Reduce Workplace Fear With a Virtual Office

TORONTO—Some are scared by ghosts. Others are scared by goblins. But most modern workers are more afraid of making a mistake on their job.

Whether they work in virtual offices in Toronto or traditional offices in Los Angeles—or some arrangement in between—29 percent of respondents in an Accountemps survey say their biggest workplace fear is making a mistake.

Beyond making errors on the job, workers  also cite other fears, such as dealing with difficult customers or clients (17%); speaking in front of a group of people (16%); conflicts with coworkers (14%); conflicts with your manager (12%). When you work from a virtual office, you can avoid some of those fears.

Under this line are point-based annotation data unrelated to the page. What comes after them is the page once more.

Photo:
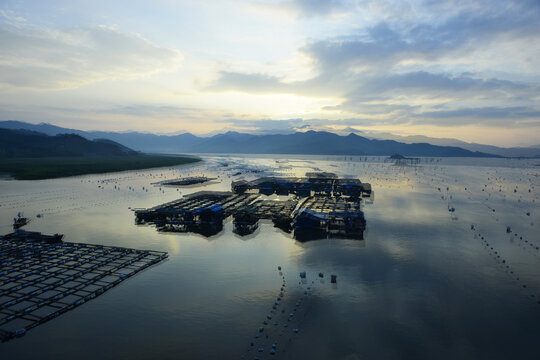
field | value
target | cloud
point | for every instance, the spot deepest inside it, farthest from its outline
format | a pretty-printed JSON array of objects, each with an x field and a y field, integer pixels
[
  {"x": 252, "y": 83},
  {"x": 45, "y": 58},
  {"x": 498, "y": 115},
  {"x": 396, "y": 70}
]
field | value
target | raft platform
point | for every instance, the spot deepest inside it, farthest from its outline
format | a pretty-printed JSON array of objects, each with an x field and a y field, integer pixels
[
  {"x": 42, "y": 277},
  {"x": 317, "y": 206}
]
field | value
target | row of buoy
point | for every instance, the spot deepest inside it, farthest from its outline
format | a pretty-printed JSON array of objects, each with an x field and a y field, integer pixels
[{"x": 497, "y": 256}]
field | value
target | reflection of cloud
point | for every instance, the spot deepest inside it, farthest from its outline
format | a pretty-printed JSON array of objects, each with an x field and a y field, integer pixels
[{"x": 45, "y": 58}]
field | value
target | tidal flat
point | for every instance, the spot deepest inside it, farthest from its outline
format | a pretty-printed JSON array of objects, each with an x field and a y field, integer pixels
[{"x": 449, "y": 266}]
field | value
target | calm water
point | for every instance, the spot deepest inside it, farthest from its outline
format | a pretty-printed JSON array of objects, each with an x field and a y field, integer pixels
[{"x": 422, "y": 285}]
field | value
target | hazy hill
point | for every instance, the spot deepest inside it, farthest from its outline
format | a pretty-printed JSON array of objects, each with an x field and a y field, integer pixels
[
  {"x": 26, "y": 143},
  {"x": 310, "y": 142},
  {"x": 530, "y": 151}
]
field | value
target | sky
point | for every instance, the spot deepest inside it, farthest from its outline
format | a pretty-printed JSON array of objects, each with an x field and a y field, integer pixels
[{"x": 449, "y": 69}]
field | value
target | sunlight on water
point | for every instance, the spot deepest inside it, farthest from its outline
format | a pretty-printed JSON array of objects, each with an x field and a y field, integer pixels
[{"x": 429, "y": 275}]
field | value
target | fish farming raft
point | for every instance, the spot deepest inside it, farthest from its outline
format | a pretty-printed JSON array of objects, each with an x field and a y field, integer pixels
[
  {"x": 317, "y": 206},
  {"x": 41, "y": 277}
]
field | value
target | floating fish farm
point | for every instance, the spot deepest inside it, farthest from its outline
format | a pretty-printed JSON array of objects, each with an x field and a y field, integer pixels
[
  {"x": 41, "y": 277},
  {"x": 319, "y": 205}
]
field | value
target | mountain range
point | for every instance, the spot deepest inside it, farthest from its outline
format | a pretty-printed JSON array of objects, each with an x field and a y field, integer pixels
[
  {"x": 32, "y": 144},
  {"x": 310, "y": 142}
]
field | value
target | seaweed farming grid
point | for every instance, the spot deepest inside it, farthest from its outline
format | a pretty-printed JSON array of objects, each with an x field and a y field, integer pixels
[{"x": 40, "y": 280}]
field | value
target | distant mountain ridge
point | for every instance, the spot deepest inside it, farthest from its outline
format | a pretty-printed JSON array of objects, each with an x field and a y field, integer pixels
[
  {"x": 310, "y": 142},
  {"x": 28, "y": 143}
]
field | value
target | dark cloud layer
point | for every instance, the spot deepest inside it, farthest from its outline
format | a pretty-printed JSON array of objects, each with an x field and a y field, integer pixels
[{"x": 371, "y": 68}]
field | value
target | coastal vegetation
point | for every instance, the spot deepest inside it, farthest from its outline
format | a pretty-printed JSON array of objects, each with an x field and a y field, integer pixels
[{"x": 56, "y": 167}]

But we’ll get to that in a minute.

"A fear of failure is natural and can be a good motivator in healthy doses, but workers can't let their concerns lessen their confidence," says Gena Griffin, Canadian district president of Accountemps. "In order to grow in their careers, professionals must be willing to tackle challenges head on and move beyond their comfort zones. Even smart risks that don't pan out can help individuals discover new ideas and better ways of doing things."

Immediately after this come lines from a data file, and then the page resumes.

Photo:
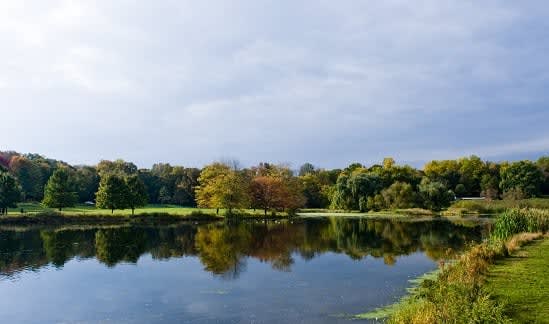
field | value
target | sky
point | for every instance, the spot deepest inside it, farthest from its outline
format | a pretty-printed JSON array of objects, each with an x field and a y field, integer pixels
[{"x": 326, "y": 82}]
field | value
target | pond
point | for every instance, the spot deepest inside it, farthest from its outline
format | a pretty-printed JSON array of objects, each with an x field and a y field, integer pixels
[{"x": 305, "y": 270}]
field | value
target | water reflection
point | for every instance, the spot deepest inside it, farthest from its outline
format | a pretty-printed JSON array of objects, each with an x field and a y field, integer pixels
[{"x": 224, "y": 248}]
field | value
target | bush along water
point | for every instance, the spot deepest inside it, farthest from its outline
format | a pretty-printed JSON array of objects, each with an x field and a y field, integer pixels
[{"x": 457, "y": 294}]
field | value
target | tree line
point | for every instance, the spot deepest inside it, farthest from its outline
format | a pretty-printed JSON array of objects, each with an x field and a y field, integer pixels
[{"x": 268, "y": 187}]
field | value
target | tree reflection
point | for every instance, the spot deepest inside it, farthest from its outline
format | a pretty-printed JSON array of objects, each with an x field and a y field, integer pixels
[{"x": 224, "y": 248}]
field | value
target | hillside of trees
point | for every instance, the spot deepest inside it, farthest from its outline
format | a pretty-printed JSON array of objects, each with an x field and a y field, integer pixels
[{"x": 269, "y": 187}]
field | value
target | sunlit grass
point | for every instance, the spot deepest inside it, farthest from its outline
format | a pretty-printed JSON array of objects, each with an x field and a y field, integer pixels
[{"x": 522, "y": 283}]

Like successful trick-or-treating, navigating frightening workplace situations requires forethought and the right approach. Accountemps offers five tips:

1. Plan your route. A 20-page to-do list would scare anyone and is a recipe for mistakes on the job. To ease workload-related worries—and be more efficient -- prioritize your responsibilities, and delegate when possible. Virtual offices can help you work more efficiently and productively.

2. Ask for directions. When facing a challenging project or new responsibilities, make sure you know what is expected of you. If you have concerns, let your manager know, and work with him or her to develop a strategy for overcoming them.

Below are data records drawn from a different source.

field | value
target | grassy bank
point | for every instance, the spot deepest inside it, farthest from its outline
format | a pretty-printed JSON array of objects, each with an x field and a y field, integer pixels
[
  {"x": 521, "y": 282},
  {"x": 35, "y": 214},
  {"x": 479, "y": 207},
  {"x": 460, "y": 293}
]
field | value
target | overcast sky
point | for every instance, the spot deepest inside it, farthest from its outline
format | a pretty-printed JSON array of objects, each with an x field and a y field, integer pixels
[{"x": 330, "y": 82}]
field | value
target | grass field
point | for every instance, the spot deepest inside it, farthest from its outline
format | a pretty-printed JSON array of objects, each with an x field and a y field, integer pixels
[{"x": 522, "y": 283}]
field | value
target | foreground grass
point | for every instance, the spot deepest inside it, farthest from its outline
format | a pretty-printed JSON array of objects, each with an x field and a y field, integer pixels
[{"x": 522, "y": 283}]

3. Bring a friend. Don't be afraid to tap a mentor for advice on a particularly devilish challenge. When preparing a critical project or communication, ask a confidant for his or her feedback.

4. Say "thanks." Whether it's for candy or help with a difficult task, a sincere thank-you can go a long way toward building strong business relationships.

5. Give out treats. Volunteer to assist overburdened colleagues, and be quick with praise for those who deliver outstanding work. You'll make people—including yourself—feel good and foster an environment where colleagues help each other on a regular basis.

When you work from a virtual office, you don’t have to speak in front of other people. Or if you do, it’s only via Skype, so they can’t see your knees knocking. When you work from a virtual office, you can avoid conflicts with coworkers and managers over silly things, like who gets the corner office or who ate your lunch out of the community refrigerator. Virtual offices can’t do away with all your fears, but virtual offices can certainly help you avoid a good number of mistakes.